Three different viscosities were used (Fig. 3) and they are further refer as “low”, “medium” and “high.”  The mud mixtures were prepared by mixing deionized water with 1% w/w of dissolved magnesium sulfate salts (MgSO4) and clay content varying depending on the required viscosity. Magnesium sulfate salt was added to the water to achieve Earth's average river salinity, which enables the suspension of submillimeter clay particles within low viscosity mixtures. During the experiment, the pressure was gradually reduced from 1 bar to 5-7 mbar to achieve the martian surficial pressure. Two different speeds of pressure drops were utilized, namely the pressure was reduced within a timeframe of minutes (rapid) or more than an hour (slow).

Figure 3. Viscosity curves of “low”, “medium” and “high” viscosity aqueous bentonite.

In order to quantify volumetric changes of the mud samples, we used semi-manual and automatized image analyses using the PIV (Particle Image Velocimetry; [6]) and photogrammetry methods.

Results and discussion

Results revealed a significant volume increase during the experiments with slow depressurization, high mud viscosity and low initial mud temperature (Fig. 4). The volumetric change occurs due to the formation of water vapor bubbles, which are temporarily trapped within the mud. This phenomenon occurs since the bubble buoyancy is insufficient to overcome the drag force within the viscous material. Hence, these bubbles remain trapped in the mud allowing their gradual growth up to centimeter-scale sizes. During their volume increase, they push the mud out from the container resulting in horizontal and vertical propagation of the mud over cm-scales. In those experiments where the mud bulge freezes due to the evaporative cooling, the internal structure is kept in (or beneath) the icy crust. Our experimental approach reveals that mud with identical characteristics features different morphologies depending if its extrusion occurs on Earth or Mars pressure conditions.

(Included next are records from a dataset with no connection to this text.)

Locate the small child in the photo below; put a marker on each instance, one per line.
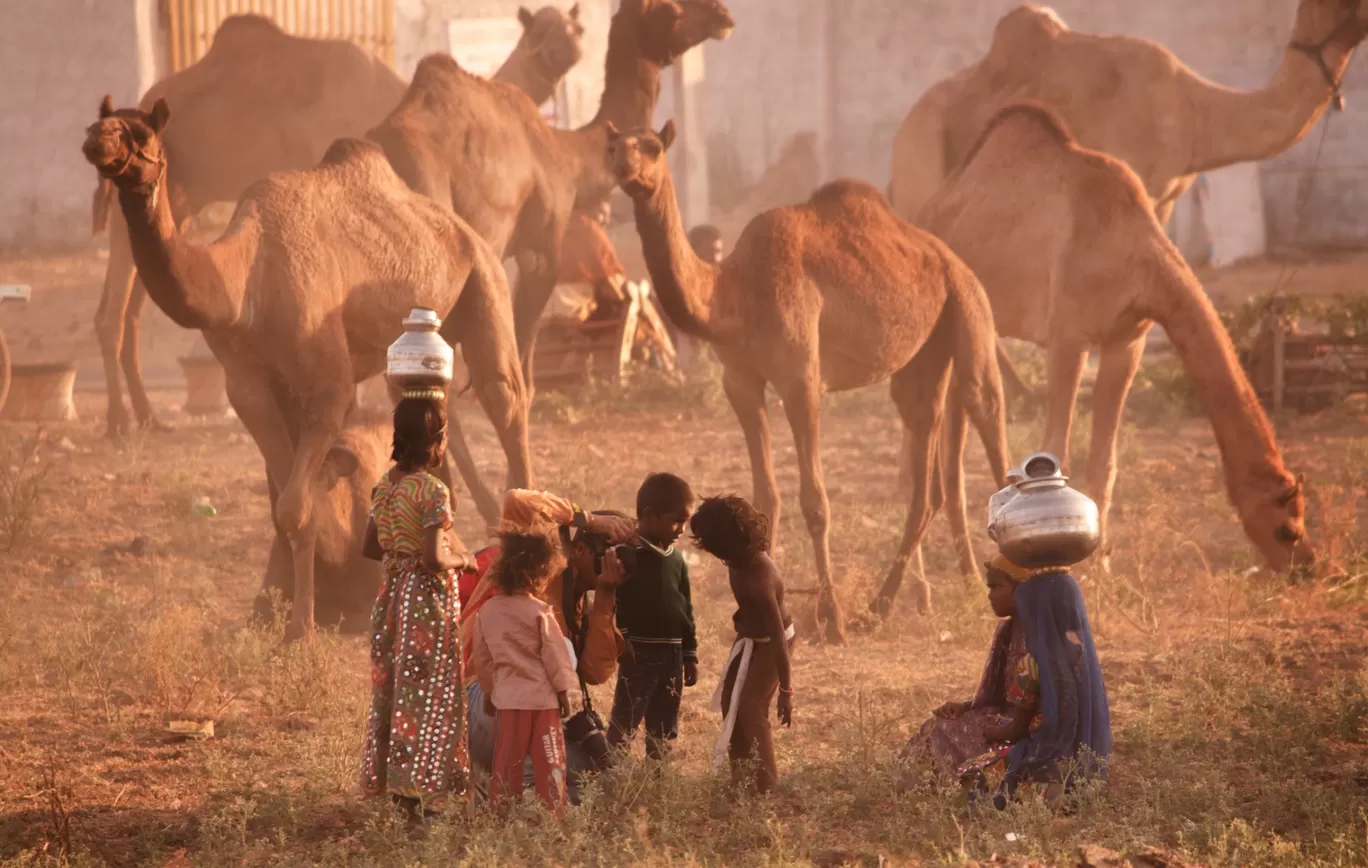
(655, 615)
(525, 671)
(735, 533)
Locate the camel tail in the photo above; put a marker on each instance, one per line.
(100, 204)
(919, 153)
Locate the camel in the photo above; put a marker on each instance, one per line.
(1127, 97)
(303, 294)
(549, 48)
(1063, 220)
(482, 149)
(264, 101)
(836, 293)
(346, 581)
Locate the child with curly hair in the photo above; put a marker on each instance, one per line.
(733, 532)
(525, 670)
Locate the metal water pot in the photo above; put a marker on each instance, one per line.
(420, 358)
(1045, 522)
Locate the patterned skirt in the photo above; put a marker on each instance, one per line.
(415, 740)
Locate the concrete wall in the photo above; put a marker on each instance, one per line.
(58, 59)
(851, 69)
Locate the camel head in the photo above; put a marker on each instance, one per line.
(638, 160)
(1324, 23)
(671, 28)
(1275, 522)
(553, 37)
(125, 145)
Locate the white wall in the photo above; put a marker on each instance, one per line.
(58, 58)
(785, 70)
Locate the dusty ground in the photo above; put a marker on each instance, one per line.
(1240, 703)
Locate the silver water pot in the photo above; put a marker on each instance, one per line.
(1045, 522)
(420, 358)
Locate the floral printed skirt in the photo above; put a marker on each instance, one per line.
(415, 740)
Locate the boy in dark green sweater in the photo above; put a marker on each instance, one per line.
(655, 615)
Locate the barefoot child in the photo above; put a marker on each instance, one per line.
(525, 671)
(655, 615)
(733, 532)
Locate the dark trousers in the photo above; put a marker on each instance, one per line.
(650, 684)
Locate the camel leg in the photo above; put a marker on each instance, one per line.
(480, 323)
(110, 323)
(803, 406)
(130, 358)
(746, 392)
(1115, 372)
(1064, 373)
(919, 392)
(951, 475)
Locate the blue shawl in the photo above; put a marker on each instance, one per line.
(1073, 697)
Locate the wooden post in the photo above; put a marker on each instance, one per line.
(1277, 308)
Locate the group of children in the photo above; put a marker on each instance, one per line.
(527, 669)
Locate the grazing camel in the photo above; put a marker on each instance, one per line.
(1127, 97)
(1073, 257)
(837, 293)
(263, 101)
(303, 294)
(482, 149)
(346, 581)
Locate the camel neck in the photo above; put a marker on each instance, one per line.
(684, 283)
(1249, 453)
(523, 71)
(183, 279)
(1235, 126)
(631, 81)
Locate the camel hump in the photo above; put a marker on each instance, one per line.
(1025, 116)
(846, 192)
(350, 151)
(246, 28)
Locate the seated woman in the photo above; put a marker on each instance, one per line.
(1040, 716)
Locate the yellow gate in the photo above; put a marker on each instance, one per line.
(370, 23)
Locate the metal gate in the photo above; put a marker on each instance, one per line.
(370, 23)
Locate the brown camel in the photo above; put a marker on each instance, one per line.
(346, 581)
(549, 48)
(1129, 97)
(482, 149)
(264, 101)
(837, 293)
(303, 294)
(1073, 257)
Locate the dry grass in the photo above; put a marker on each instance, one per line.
(1240, 706)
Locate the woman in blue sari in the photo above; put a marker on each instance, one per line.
(1040, 714)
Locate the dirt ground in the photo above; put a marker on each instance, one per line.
(1240, 700)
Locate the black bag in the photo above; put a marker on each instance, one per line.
(586, 727)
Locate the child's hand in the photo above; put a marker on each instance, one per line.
(613, 574)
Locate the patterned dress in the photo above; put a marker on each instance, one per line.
(415, 740)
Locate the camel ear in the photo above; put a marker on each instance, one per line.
(160, 115)
(666, 134)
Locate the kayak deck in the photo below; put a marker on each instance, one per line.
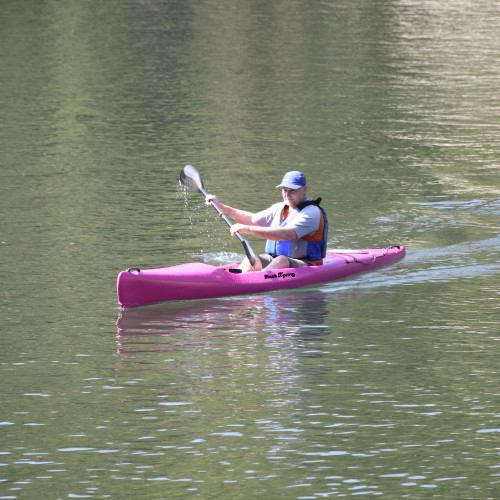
(197, 280)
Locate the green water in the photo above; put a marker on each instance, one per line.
(384, 384)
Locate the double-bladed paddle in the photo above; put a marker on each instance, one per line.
(191, 179)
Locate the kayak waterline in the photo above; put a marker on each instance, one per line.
(196, 280)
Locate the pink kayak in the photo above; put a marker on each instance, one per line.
(196, 280)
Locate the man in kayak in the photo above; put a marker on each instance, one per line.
(296, 229)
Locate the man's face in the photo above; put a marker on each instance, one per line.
(294, 197)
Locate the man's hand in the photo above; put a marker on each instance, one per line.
(239, 228)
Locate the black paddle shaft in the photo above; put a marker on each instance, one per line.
(191, 179)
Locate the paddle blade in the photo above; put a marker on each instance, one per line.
(191, 179)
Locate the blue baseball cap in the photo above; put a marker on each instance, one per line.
(293, 180)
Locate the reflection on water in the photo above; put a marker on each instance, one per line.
(340, 385)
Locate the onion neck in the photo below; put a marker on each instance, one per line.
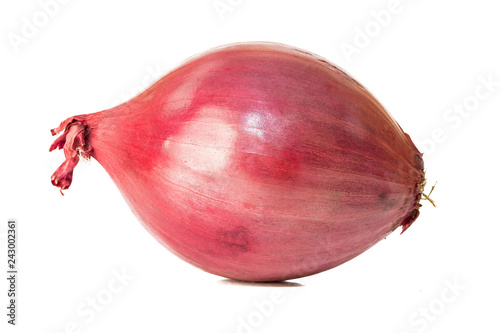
(73, 141)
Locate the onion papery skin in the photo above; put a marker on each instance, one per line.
(256, 162)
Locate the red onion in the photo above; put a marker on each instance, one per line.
(257, 162)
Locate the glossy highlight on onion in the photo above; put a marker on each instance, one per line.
(255, 161)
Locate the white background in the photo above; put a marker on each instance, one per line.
(89, 55)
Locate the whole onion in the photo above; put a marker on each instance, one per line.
(255, 161)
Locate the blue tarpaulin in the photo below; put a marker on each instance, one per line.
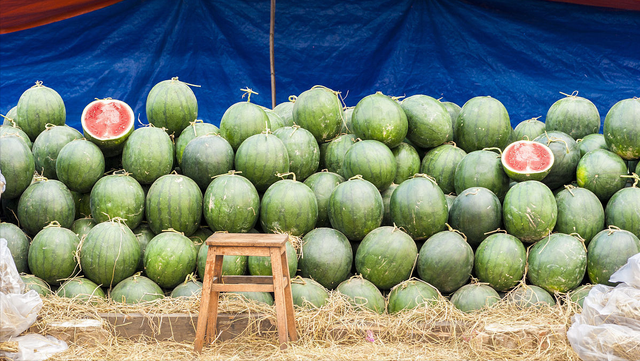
(523, 53)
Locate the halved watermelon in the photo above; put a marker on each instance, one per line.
(527, 160)
(108, 123)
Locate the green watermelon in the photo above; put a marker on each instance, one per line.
(43, 202)
(118, 195)
(260, 158)
(573, 115)
(319, 110)
(169, 258)
(18, 168)
(579, 211)
(48, 145)
(322, 184)
(362, 294)
(557, 263)
(303, 150)
(441, 163)
(608, 251)
(411, 294)
(79, 165)
(622, 130)
(108, 123)
(37, 107)
(231, 203)
(371, 159)
(418, 206)
(326, 257)
(205, 157)
(136, 289)
(445, 261)
(52, 254)
(355, 208)
(379, 117)
(430, 124)
(500, 261)
(599, 171)
(529, 211)
(109, 253)
(171, 105)
(475, 212)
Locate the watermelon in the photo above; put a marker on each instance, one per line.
(355, 208)
(326, 257)
(557, 263)
(37, 107)
(52, 254)
(529, 211)
(482, 168)
(80, 289)
(260, 158)
(591, 142)
(136, 289)
(407, 162)
(18, 244)
(79, 165)
(483, 122)
(441, 163)
(18, 168)
(530, 296)
(475, 212)
(322, 184)
(362, 294)
(319, 110)
(379, 117)
(47, 146)
(171, 105)
(43, 202)
(430, 124)
(623, 210)
(445, 261)
(500, 261)
(527, 160)
(303, 150)
(529, 129)
(418, 206)
(386, 257)
(622, 130)
(108, 123)
(169, 258)
(231, 203)
(174, 201)
(308, 293)
(241, 121)
(411, 294)
(195, 129)
(205, 157)
(289, 206)
(573, 115)
(118, 195)
(608, 251)
(109, 253)
(599, 171)
(566, 154)
(474, 297)
(579, 211)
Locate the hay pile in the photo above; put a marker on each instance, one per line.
(337, 331)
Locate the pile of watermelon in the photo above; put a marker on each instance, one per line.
(397, 203)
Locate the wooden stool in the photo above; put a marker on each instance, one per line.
(246, 244)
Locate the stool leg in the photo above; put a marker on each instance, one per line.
(278, 291)
(288, 299)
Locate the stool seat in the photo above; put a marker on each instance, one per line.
(246, 244)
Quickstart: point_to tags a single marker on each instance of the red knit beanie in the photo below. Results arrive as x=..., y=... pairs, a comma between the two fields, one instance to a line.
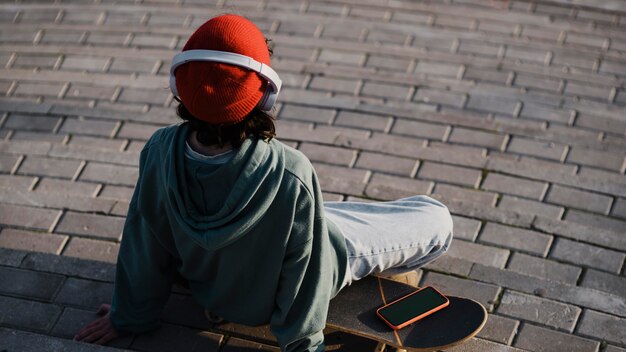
x=221, y=93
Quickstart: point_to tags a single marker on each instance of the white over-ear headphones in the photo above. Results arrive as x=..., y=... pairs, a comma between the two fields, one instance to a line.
x=266, y=72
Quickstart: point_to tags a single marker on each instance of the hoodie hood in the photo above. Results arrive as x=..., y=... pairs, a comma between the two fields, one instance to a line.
x=216, y=205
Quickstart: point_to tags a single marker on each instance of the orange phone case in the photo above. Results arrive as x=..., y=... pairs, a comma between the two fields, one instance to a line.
x=413, y=320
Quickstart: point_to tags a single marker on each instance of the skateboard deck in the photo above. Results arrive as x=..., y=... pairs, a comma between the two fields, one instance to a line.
x=353, y=311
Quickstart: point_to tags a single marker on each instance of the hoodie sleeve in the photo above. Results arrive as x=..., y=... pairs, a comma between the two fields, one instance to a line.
x=143, y=277
x=304, y=289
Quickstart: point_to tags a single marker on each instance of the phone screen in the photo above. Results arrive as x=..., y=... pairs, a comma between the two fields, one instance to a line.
x=411, y=306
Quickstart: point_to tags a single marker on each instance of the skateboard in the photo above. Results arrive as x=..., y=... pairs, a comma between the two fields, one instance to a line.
x=353, y=311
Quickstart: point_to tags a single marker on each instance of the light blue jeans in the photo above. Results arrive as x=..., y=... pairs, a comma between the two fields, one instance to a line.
x=391, y=237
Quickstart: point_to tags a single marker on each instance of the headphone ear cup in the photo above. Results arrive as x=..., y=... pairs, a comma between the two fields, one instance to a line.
x=173, y=85
x=267, y=100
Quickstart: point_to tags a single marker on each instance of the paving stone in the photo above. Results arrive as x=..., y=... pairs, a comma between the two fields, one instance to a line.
x=530, y=207
x=539, y=310
x=576, y=295
x=82, y=268
x=15, y=340
x=136, y=131
x=383, y=90
x=37, y=166
x=7, y=163
x=358, y=120
x=515, y=186
x=177, y=338
x=120, y=209
x=15, y=182
x=581, y=232
x=476, y=344
x=437, y=68
x=29, y=284
x=478, y=253
x=330, y=155
x=92, y=249
x=548, y=150
x=84, y=63
x=451, y=174
x=129, y=65
x=604, y=281
x=38, y=89
x=341, y=57
x=84, y=293
x=154, y=41
x=143, y=96
x=31, y=123
x=619, y=208
x=544, y=113
x=72, y=320
x=450, y=285
x=465, y=228
x=600, y=181
x=38, y=136
x=25, y=314
x=91, y=225
x=450, y=265
x=33, y=218
x=25, y=60
x=110, y=174
x=68, y=188
x=91, y=153
x=598, y=221
x=387, y=187
x=516, y=238
x=492, y=104
x=334, y=84
x=387, y=163
x=499, y=329
x=420, y=129
x=538, y=82
x=24, y=147
x=106, y=39
x=586, y=90
x=534, y=338
x=587, y=255
x=478, y=138
x=182, y=309
x=32, y=241
x=388, y=63
x=465, y=194
x=544, y=268
x=100, y=143
x=579, y=199
x=302, y=113
x=116, y=193
x=88, y=127
x=55, y=37
x=55, y=200
x=10, y=257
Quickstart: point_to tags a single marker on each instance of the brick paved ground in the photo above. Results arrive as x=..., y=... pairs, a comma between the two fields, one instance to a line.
x=513, y=113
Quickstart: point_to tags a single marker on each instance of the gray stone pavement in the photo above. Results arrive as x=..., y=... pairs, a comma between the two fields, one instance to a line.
x=511, y=112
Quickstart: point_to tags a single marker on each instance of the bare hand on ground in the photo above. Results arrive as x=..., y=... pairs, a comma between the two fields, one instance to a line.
x=99, y=331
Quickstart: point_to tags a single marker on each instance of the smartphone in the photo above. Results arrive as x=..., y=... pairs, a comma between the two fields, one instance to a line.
x=412, y=307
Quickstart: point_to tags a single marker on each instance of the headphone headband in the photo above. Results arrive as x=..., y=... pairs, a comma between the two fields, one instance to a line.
x=274, y=82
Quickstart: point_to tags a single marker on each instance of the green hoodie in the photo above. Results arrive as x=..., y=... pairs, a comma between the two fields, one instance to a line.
x=250, y=237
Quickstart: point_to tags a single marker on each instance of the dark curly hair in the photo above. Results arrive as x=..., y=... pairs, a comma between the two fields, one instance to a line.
x=258, y=123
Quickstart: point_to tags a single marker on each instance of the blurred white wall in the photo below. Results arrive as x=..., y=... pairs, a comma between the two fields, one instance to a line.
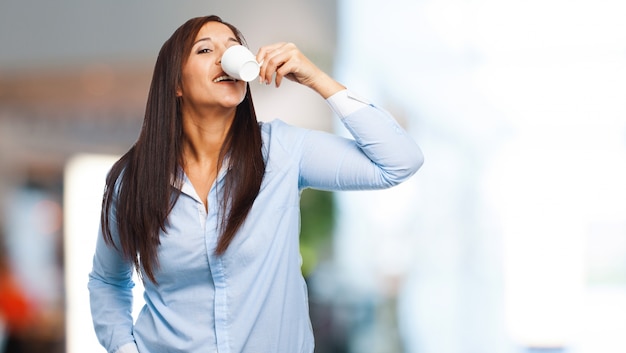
x=519, y=109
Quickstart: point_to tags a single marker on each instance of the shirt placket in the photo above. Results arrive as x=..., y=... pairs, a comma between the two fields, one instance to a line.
x=216, y=267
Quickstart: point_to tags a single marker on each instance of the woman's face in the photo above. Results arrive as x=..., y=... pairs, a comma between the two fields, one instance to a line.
x=204, y=83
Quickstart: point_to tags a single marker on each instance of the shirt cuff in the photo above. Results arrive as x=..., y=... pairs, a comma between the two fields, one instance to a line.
x=344, y=103
x=128, y=348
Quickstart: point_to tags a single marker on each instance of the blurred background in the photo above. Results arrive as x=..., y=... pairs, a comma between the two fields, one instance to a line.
x=510, y=239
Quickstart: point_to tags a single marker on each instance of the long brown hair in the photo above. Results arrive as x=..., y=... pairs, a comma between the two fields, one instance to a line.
x=139, y=192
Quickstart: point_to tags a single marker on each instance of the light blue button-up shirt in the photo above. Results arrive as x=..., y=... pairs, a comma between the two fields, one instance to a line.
x=253, y=298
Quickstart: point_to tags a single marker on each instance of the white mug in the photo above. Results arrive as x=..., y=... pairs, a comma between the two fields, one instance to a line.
x=239, y=63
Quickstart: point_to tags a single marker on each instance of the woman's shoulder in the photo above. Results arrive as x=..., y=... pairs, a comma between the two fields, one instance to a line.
x=279, y=130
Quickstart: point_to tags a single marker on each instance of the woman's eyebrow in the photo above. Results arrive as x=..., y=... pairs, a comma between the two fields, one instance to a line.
x=209, y=39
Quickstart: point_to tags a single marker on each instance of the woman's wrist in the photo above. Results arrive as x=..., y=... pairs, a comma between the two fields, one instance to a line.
x=325, y=85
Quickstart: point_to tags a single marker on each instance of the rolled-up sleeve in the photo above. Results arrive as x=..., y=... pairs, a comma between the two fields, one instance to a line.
x=380, y=155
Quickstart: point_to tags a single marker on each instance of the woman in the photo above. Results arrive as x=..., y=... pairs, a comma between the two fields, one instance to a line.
x=205, y=205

Figure 4. Results of volumetric change measurements.

As the surface gravity on Mars is nearly three times smaller than that on Earth, we performed numerical calculations to reveal to which depth the mud undergoes boiling. We reveal that the depth of boiling would be nearly three times larger on Mars, reaching meters for sufficiently warm muds. As a consequence, the boiling and associated volumetric changes observed during our small-scale experiments may apply to meter-scales for Mars natural conditions . This suggests that the observed mounds and knobs associated with putative martian sedimentary volcanoes might indeed be related to mud volumetric changes in response to surface exposure. We also show that mud flows on Mars, and elsewhere in the Solar System, could behave differently to those found on Earth since mud dynamics are affected by the formation of bubbles in response to the different atmospheric pressures.

Figure 5. Simplified concept of gas migration and mud inflation due to the pressure drop.

Results of these experiments also suggest that other types of liquid, that are unstable in the low pressure environment, might behave similarly if their viscosity is high enough to prevent the bubble escape. The results presented herein also have implications for cryovolcanic phenomena on icy moons (e.g., Enceladus or Europa) or dwarf planets like Ceres.

References: [1] Komatsu et al., 2016. Icarus, 268; [2] Brož et al., 2019, JGR: Planets, 124(3); [3] Mazzini and Etiope, 2017, Earth-Science Reviews, 168. [4] Brož et al., 2020a, Nature Geoscience, 13(6); [5] Brož et al., 2020b, EPSL, 545; [6] Thielicke and Stamhuis, 2014, Journal of Open Research Software, 2(1).